Footage taped throughout each season is edited into episodes (half-hour episodes for the first 19 seasons, one-hour episodes beginning with the twentieth).
Physical violence of any kind is not tolerated by the producers. After an incident during the Seattle season in which Stephen Williams slapped Irene McGee as she moved out, a response to the event was debated by the housemates, who were not present but were shown a videotape of the incident. The producers, not wanting to be seen condoning violence, gave the housemates the choice of having him leave, but instead the housemates chose to let him stay, and Williams was ordered to attend an anger management class. Trisha Cummings was ordered out of the Sydney house after a physical altercation with Parisa Montazaran. Hollywood castmates William Gilbert and David Malinosky were ordered into anger management for incidents that occurred during their season.

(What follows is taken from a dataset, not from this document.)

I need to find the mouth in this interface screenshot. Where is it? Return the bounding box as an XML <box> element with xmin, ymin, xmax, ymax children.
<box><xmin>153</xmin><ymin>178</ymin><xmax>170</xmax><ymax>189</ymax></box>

Cast members are also subject to random drug tests, and a cast member failing a drug test will lead to him or her being evicted from the house. This was the case with Brandon Kane of the St. Thomas season, who was removed from the house in that season's eleventh episode after testing positive for cocaine usage.
Cast members are held responsible for any damage to property that occurred within the house. For example, Brooklyn's J.D. Ordoñez was required to pay $350 after destroying a coffee table in one episode, and 2011 Las Vegas' Adam Royer was held responsible for the $3,105 worth of damage that his drunken and disorderly behavior caused to the suite that housed that season's cast.